Third Degree: Honesty—A Passion for Truth
We have probably heard the phrase popularized by police shows on television of “giving someone the third degree.” It implies a lengthy interrogation of a suspect to get at the truth. The third degree of reconciliation reflects the necessity of truth telling. Truth and reconciliation are inseparable. We cannot be reconciled if we are unwilling to tell the truth.
But truth needs a safe place to prosper and grow. We find that safe place in prayer, in our relationship with God. From this sacred center, God’s spirit invites and motivates us to find that safe place each other. This is our meeting place where our common ground begins to come into view. Since reconciliation reflects our desire to live in right relationship with God and with one another, we re-create these safe places by remembering and ritualizing the covenant God made with us as God’s beloved and reverencing the truth that the other is also the beloved of God.
Fourth Degree: Hospitality—A Welcoming Presence
When we establish safe places for one another they are identified by their open door. The fourth degree reflects how reconciliation demands an open door policy. Hospitality is the hallmark of a minister of reconciliation. We welcome one another into the sacred space of our own experience and story. We keep the door open even to those we find difficult to love.

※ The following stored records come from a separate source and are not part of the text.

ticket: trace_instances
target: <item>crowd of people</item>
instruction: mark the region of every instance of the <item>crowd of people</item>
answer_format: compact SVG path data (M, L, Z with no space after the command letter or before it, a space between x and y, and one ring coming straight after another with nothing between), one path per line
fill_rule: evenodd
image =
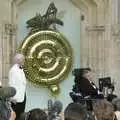
M61 110L62 105L55 102L54 107L60 108L59 114L53 115L56 109L49 112L40 108L25 112L24 61L24 55L15 55L9 72L9 87L0 88L0 120L120 120L120 99L117 96L111 100L104 97L92 82L90 68L81 69L80 74L75 75L75 84L70 93L73 102L65 110Z

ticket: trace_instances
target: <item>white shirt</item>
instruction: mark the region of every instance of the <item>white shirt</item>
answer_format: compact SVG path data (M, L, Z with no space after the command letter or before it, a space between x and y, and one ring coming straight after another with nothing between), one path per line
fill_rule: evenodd
M16 95L12 99L18 103L23 102L26 91L26 77L18 64L13 65L9 71L9 86L16 89Z

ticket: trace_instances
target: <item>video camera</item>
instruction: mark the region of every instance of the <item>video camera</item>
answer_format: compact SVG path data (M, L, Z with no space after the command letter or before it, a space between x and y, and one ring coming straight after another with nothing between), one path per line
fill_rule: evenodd
M114 84L111 83L110 77L99 78L99 90L102 92L104 87L114 90Z

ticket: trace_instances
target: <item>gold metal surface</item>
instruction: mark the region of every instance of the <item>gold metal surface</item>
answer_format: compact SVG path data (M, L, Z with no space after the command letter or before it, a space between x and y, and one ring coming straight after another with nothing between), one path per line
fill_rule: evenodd
M59 32L34 33L22 42L19 49L26 57L26 77L37 85L56 85L70 72L72 48ZM51 91L56 90L57 85L51 87Z

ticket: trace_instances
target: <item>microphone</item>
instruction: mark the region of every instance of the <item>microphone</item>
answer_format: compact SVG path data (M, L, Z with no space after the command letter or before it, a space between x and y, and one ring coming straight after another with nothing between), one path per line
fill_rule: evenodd
M51 115L52 115L52 107L53 107L53 102L52 100L48 100L48 120L52 120Z
M57 115L59 115L62 112L63 104L61 101L56 100L53 104L53 112L55 112Z
M7 99L15 96L16 89L14 87L2 87L0 88L0 97L3 99Z

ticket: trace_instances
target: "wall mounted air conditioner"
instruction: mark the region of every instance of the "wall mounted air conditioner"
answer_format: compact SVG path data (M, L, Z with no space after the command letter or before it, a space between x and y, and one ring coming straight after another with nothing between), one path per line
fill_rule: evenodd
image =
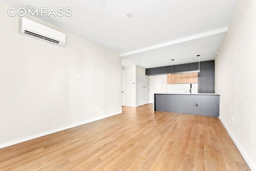
M24 17L20 19L20 34L60 46L65 45L65 34Z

Fifth Degree: Humility—A Modest Proposal
One of the essential characteristics of hospitality is the ability to listen to the other’s story without judgment or comment. Truly listening to another is a humbling experience. Humility is the fifth degree of reconciliation because it requires the minister of reconciliation to give the other person’s story priority. If in the second degree we take off our shoes to reverence the holy ground of our being, in this fifth degree we humbly accept the truth of the familiar adage about walking in the other’s shoes. Humility invites us to acknowledge our own mistakes, missteps, and missed opportunities as we name and claim the times in our lives we were lost even as we seek to find common ground with those we have labeled or dismissed as “the lost” today.
Sixth Degree: Hope—A Healing Heart
In seeking out the lost, we arrive at the sixth degree of reconciliation, a place called Hope. While this place may afford us some measure of healing, more than anything it gives us the courage to stand in the breach. Here we are in a “holding pattern” as we seek to hold all the contradictions that confront us daily before the presence of God. In the Christian tradition, this is the place where we believe Jesus stood. His cross became the bridge between heaven and earth. In his person and through his presence, he stood in the gaps that kept people divided.
We arrive at this place of hope realizing that these six degrees are not set in stone nor do they serve as hard and fast rules for the road to reach our common ground. Rather they are essential instincts for people who seek reconciliation and indicators that have pointed out to people the path to pardon and to peace.
Open to the Process of Reconciliation
It is humbling to remember with Paul that “all this is God’s doing,” as he wrote to the people at Corinth (2 Cor. 5, 18). Ultimately and eternally, reconciliation is the work of God. But because “God has reconciled us to the Divine Self through Jesus Christ,” those called to pursue this path to peace must be open to this grace to move through these six degrees of reconciliation to find this place of hope.